Based on this, constructed experiments to study the biosynthetic capabilities of strain Aspergillus oryzae PP pellets immobilized in hybrid matrices composed of tetraethylorthosilicate, 5% (w/v) starch and 15% (w/v) polyethylene oxide. Alpha-amylase activity was followed during cultivation processes on a rotary shaker at 29 ± 1 °C and 250 r/min up to 840th h. The biosynthetic activity of free and immobilized pellet cultures showed that the activity of immobilized pellet culture was lower than that of the free mycelium. This growth form of the strain was not suitable to induce higher α-amylase production, because of the ease of separation of pellet biomass from the medium.

Based on received data, the remaining experiments were constructed by the use of hybrid matrices containing calcium alginate. One suitable and popular method for cell immobilization is sol–gel encapsulation in hybrid matrices containing calcium alginate. Mycelium cultures of strain Aspergillus oryzae PP were immobilized successfully in sol–gel matrices composed of tetraethylorthosilicate, 5% (w/v) starch and 5%, 10% or 15% (w/v) calcium alginate. Alpha-amylase activity by free and immobilized mycelium cultures was investigated in shake flasks up to the 864th h during the fermentation process (Figure 2).

Figure 2.

Biosynthesis of α-amylase by free and immobilized mycelium cultures in sol–gel matrices composed of tetraethylorthosilicate, 5% (w/v) starch and 10% (w/v) calcium alginate in optimized fermentation medium.

According to the results, α-amylase activity of 3042.04 IU cm−3 was obtained from culture immobilized in sol–gel matrix composed of tetraethylorthosilicate, 5% (w/v) starch and 10% (w/v) calcium alginate at the 408th h of the fermentation process. This activity is similar to the α-amylase activity produced by free cell cultures of 3011.28 IU cm−3 on the 168th h of the cultivation.

In sol–gel matrix, (5% (w/v) and 15% (w/v) calcium alginate) amylase activity was remarkably lower than the enzyme activity of the free mycelium. We monitored the cell separation and destruction of the hybrid matrix at the end of fermentation process.
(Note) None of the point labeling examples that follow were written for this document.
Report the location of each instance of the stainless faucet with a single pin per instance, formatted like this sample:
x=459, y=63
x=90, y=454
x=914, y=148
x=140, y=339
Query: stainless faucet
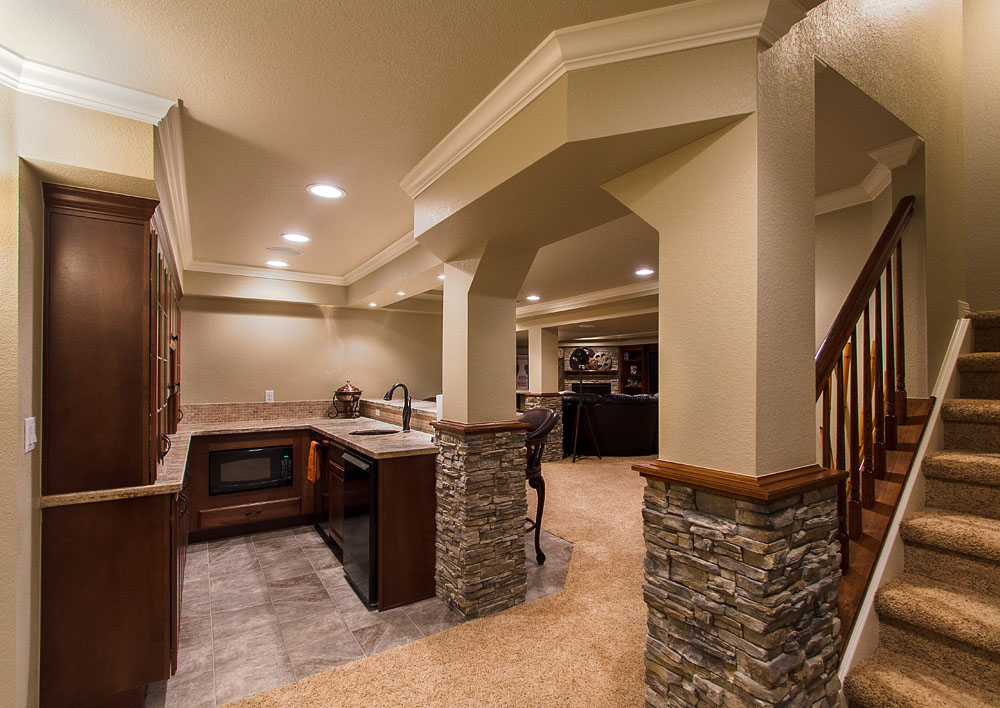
x=407, y=404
It is due to substrate diffusion limitations to the interior of the matrix because of lower or higher concentrations of organic compounds.

The use of 10% (w/v) calcium alginate in sol–gel hybrid matrices composition provides an enhancement of productivity of immobilized Aspergillus oryzae PP cells. The sol–gel matrix composed of tetraethylorthosilicate, 5% (w/v) starch and 10% (w/v) calcium alginate offers higher porosity for better diffusion of nutrients, which leads to the increase of α-amylase activity and reduces the time of the fermentation processes. This analysis confirmed our previous results about the positive effect of calcium alginate on xylanase enzyme activity (produced by the Aspergillus awamori K-1 [20] strain) and the positive effect on the amylase enzyme.[1,3,4] On that basis, we confirmed the positive effect of the immobilization method, applied for the genus Aspergillus, as other investigation studies do as well.[21-26]
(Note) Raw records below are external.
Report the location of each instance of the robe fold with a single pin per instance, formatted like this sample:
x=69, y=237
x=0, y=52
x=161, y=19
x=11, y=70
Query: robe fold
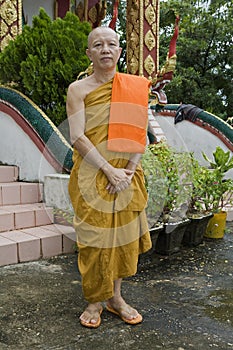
x=111, y=229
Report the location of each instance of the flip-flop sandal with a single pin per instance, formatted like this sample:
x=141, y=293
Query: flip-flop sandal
x=92, y=325
x=133, y=321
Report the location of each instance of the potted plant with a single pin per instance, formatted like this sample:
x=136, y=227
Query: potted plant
x=197, y=212
x=168, y=176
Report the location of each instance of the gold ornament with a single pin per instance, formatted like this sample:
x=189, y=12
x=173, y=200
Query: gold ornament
x=150, y=14
x=150, y=40
x=149, y=65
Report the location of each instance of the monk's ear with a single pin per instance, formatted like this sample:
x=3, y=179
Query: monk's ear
x=120, y=50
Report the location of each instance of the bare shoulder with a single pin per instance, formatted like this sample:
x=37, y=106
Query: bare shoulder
x=81, y=88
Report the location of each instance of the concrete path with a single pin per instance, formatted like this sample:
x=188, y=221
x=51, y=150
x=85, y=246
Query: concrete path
x=186, y=300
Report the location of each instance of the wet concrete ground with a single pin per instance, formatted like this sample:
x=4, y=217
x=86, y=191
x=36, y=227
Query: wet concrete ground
x=186, y=300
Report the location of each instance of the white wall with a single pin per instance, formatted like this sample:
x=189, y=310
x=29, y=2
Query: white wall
x=16, y=148
x=31, y=8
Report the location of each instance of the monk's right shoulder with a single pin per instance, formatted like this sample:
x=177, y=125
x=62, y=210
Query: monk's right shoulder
x=79, y=88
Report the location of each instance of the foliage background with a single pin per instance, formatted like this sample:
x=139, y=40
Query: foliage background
x=45, y=59
x=48, y=56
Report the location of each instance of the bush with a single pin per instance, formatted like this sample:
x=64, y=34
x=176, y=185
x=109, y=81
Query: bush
x=45, y=59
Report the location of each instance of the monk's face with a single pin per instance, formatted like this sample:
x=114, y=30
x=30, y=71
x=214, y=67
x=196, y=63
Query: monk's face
x=103, y=48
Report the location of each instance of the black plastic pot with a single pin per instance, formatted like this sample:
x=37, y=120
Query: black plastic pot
x=194, y=233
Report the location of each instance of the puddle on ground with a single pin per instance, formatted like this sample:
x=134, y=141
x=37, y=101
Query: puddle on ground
x=220, y=306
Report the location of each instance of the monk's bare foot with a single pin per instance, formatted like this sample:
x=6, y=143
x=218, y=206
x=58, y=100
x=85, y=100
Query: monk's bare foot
x=122, y=309
x=91, y=316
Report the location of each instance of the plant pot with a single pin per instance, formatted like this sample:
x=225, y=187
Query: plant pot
x=216, y=225
x=154, y=233
x=170, y=238
x=194, y=233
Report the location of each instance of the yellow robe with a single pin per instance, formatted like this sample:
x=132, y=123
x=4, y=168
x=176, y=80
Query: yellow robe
x=111, y=229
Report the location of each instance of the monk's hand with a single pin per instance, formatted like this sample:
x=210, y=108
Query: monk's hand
x=120, y=180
According to the results immobilized cultures of Aspergillus oryzae PP retained their biosynthetic capabilities during long-term fermentation processes. It was found that the method of immobilization had a positive effect on the strain activity.

Conclusions

In summary, mycelium and pellet cultures of the fungal strain Aspergillus oryzae PP were successfully immobilized in hybrid matrices composed of tetraethylorthosilicate as an inorganic precursor, 5% (w/v) starch and 15% (w/v) polyethylene oxide or calcium alginate as organic compounds. The use of 10% (w/v) polyethylene oxide or calcium alginate provided a considerable positive effect on enzyme activity.
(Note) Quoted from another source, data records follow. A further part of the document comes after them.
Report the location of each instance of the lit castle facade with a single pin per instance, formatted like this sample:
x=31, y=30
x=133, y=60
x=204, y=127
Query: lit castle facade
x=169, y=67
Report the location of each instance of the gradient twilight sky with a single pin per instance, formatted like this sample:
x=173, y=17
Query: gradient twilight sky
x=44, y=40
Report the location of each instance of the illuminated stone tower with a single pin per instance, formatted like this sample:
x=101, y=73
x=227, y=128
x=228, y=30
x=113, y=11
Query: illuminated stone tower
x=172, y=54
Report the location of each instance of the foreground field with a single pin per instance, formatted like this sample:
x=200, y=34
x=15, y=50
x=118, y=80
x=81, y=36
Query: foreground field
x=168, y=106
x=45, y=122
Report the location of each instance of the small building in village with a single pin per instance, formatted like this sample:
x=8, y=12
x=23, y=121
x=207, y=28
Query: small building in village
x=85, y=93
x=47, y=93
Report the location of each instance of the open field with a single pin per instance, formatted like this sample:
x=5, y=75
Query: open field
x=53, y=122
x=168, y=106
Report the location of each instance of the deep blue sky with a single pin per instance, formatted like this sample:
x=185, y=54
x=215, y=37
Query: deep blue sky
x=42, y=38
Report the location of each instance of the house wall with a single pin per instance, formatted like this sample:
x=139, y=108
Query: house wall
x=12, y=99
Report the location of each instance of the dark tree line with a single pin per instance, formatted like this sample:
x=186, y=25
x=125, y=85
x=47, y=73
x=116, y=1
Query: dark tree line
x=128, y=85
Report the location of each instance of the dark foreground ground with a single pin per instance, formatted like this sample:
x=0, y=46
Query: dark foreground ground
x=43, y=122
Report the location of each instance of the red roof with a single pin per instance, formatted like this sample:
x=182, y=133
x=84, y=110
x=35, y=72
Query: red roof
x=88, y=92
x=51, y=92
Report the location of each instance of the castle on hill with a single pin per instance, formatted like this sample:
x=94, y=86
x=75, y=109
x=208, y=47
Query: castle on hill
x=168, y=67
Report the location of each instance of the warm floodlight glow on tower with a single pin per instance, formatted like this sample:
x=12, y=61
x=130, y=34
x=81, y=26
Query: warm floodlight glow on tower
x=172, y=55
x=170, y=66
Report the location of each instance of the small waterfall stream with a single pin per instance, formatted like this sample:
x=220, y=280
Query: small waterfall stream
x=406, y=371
The immobilized mycelium cultures with 10% (w/v) calcium alginate show comparable capacity of α-amylase production of free cell culture. The use of calcium alginate as an organic compound in the matrix formation also solved the diffusion problems in the interior of the support. Consequently, sol–gel encapsulation in hybrid matrices could be considered as a promising technique for immobilization of Aspergillus oryzae PP in order to increase the α-amylase production.